2016  .290(231-67)10本 34打点 26四死球 OPS.854

新人野手でこの数字は、なかなか素晴らしいです。

…「リアル規定打席換算」してよかですか? 笑

.290(511-148)22本 75打点 58四死球 OPS.854

この成績なら、文句なしで新人王に選ばれていたでしょう。

微妙に違うかもしれませんが、高橋由伸(巨人)の1年目の成績を彷彿とさせます。

高橋由伸(巨人)
1998  .300(466-140)19本 75打点 43四死球 OPS.852

ここまで名前が挙がるのが、前田、小笠原、高橋と、現役時代に天才的な打撃を見せた超一流の打者たちばかり。

吉田正もまた、これからの球界を背負って立つ打者になることが期待されます。

「やべーやつ」から「すげーやつ」へ!

山川も吉田正も、十分「やべーやつ」であることはわかりました。

しかし、よく考えてみると「やべーやつ」とは、ある意味1年を通じてフル出場できないからこそ「やべーやつ」なのです。

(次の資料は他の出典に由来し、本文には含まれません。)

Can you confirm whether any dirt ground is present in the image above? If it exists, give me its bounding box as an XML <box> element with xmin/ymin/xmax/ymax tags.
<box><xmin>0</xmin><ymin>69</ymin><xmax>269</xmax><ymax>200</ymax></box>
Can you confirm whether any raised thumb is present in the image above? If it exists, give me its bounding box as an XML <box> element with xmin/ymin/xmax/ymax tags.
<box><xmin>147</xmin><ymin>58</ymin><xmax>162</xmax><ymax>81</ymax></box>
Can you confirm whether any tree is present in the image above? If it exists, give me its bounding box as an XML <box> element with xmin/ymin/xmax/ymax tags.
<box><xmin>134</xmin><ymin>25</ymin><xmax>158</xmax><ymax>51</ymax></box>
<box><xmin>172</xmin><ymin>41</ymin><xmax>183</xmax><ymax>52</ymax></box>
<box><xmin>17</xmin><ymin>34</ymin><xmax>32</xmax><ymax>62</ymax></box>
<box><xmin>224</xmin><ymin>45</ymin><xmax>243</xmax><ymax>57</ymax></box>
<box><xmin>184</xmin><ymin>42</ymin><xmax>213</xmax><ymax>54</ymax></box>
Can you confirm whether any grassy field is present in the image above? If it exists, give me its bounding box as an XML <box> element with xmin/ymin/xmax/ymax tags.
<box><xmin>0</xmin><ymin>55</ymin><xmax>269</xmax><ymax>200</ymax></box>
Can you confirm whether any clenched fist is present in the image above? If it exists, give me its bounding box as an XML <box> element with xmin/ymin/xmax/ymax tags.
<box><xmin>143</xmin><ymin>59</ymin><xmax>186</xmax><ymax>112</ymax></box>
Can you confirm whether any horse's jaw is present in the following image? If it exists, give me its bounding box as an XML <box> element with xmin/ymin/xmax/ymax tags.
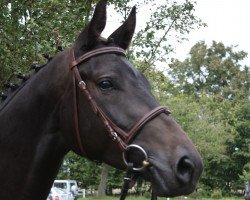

上述した中村、田淵、秋山、前田、小笠原、高橋らのことを、誰も「やべーやつ」とは呼びませんでした。(単純にそういう言葉もありませんでしたが… 苦笑)

2年続けて「やべーやつ」な成績を残す、この2人の実力はもう本物と言っていいでしょう。

来季こそは開幕からフル出場して、「やべーやつ」ではなく「すげーやつ」と呼ばれるような成績を残してほしいと思います。